There's something deeply humbling — and a little bit hilarious — about the fact that San Francisco's founding generation looked at a bunch of abandoned ships rotting in the harbor and said, "You know what? Those are buildings now."
During the Gold Rush era of the 1850s, hundreds of vessels were abandoned in Yerba Buena Cove as crews deserted for the gold fields. Rather than let them sit and decay, early San Franciscans did what resourceful people do when government isn't around to stop them: they improvised. Ships were dragged ashore, converted into hotels, saloons, warehouses, and jails. The city literally built itself on top of its own harbor.
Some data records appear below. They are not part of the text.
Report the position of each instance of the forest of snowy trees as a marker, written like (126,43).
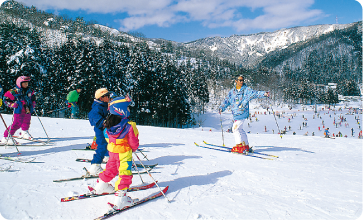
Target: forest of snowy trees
(168,84)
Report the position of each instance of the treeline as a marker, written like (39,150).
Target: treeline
(300,72)
(165,91)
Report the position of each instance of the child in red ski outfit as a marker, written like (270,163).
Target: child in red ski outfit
(22,100)
(122,137)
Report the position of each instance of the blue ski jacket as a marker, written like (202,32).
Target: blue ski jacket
(239,101)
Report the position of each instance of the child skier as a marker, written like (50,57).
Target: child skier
(122,137)
(97,116)
(22,100)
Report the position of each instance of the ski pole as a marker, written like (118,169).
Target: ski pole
(152,178)
(42,126)
(9,135)
(133,161)
(220,118)
(276,121)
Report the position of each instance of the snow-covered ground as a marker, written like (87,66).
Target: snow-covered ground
(313,178)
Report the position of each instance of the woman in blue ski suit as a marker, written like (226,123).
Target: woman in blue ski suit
(238,99)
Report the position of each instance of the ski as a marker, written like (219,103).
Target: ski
(228,150)
(33,140)
(88,176)
(270,155)
(17,159)
(90,194)
(113,211)
(138,165)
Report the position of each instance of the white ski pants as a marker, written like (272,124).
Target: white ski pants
(238,132)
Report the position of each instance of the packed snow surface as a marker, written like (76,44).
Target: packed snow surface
(313,178)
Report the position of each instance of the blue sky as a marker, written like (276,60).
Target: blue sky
(188,20)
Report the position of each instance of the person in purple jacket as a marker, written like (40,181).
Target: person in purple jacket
(97,117)
(22,100)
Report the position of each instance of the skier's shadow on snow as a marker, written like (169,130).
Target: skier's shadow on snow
(198,180)
(262,149)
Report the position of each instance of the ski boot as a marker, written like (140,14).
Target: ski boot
(122,200)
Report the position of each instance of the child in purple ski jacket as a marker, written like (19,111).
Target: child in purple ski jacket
(22,100)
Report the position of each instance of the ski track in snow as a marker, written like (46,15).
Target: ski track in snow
(313,178)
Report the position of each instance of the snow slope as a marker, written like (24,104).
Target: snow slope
(313,178)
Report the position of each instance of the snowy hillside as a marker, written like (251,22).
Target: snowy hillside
(313,178)
(248,49)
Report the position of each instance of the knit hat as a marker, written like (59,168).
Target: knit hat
(101,92)
(119,105)
(22,79)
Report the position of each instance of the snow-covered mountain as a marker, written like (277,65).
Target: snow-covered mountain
(313,178)
(249,49)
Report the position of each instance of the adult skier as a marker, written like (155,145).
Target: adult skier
(93,146)
(326,133)
(97,116)
(72,99)
(122,137)
(238,98)
(22,100)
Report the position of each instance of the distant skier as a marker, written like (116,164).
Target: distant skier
(122,137)
(93,146)
(326,133)
(96,117)
(1,95)
(238,98)
(72,99)
(22,100)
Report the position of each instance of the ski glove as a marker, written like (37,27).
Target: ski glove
(14,105)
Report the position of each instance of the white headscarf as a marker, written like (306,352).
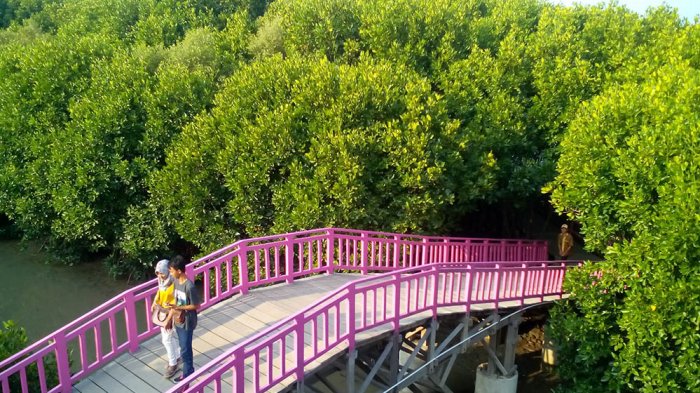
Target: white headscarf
(162,267)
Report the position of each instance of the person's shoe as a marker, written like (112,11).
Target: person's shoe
(170,371)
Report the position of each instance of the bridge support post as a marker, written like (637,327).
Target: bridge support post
(496,376)
(350,377)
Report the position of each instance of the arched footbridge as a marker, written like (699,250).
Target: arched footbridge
(326,310)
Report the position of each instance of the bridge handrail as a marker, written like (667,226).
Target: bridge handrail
(258,261)
(510,280)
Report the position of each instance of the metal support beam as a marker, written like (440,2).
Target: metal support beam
(377,365)
(350,377)
(511,343)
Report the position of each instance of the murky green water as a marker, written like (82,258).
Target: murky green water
(42,297)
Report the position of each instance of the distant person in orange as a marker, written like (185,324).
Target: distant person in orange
(565,242)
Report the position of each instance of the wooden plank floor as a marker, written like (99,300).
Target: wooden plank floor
(219,328)
(231,321)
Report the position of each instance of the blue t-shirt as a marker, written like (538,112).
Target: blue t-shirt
(186,294)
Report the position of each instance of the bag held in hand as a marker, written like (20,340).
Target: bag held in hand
(159,316)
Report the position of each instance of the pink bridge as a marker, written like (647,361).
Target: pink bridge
(277,307)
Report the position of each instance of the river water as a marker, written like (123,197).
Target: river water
(43,297)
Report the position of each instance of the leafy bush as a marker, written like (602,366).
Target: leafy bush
(12,340)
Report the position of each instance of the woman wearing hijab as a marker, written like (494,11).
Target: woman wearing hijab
(164,297)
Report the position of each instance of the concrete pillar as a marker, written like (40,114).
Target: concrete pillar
(494,383)
(549,353)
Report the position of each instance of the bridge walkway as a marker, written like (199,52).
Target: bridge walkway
(231,321)
(219,327)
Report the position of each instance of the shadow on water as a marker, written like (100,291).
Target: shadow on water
(43,297)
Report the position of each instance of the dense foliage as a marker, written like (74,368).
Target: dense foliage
(131,127)
(13,339)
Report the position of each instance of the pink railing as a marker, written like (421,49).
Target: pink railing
(122,323)
(285,350)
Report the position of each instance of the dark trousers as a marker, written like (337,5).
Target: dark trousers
(184,337)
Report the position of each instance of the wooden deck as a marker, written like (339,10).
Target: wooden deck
(229,322)
(218,328)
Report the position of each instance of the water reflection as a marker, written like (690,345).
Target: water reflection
(41,297)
One of the most famous examples is the Niantic, a Gold Rush-era storeship that was beached near what is now Clay and Montgomery Streets. Parts of the Niantic are still buried underground next to the Transamerica Pyramid — a ghost of frontier pragmatism entombed beneath one of modern San Francisco's most iconic structures. As one local history buff noted, "The Niantic is actually what the company that makes Pokémon Go is named after. Parts of the ship are still buried underground, and the Maritime Museum has pieces on display." Even Muni's tunnel near the Ferry Building reportedly passes through the remains of another old ship. Your morning commute is more historic than you thought.
Here's what strikes us: these early San Franciscans didn't convene a task force. They didn't spend three years on an environmental impact report. They didn't hire consultants to study whether repurposing a ship might cast an unacceptable shadow on a neighboring tent. They saw a resource and they used it.
We're not saying modern building codes are useless — nobody wants a saloon collapsing on them. But there's a lesson buried in the mud alongside the Niantic. San Francisco was built by people who moved fast, solved problems creatively, and didn't wait for permission. Somewhere between 1850 and 2025, we traded that energy for a bureaucratic apparatus that takes longer to approve a housing project than it took to build an entire city out of shipwrecks.
Maybe it's time to channel a little more of that Gold Rush spirit — minus the scurvy.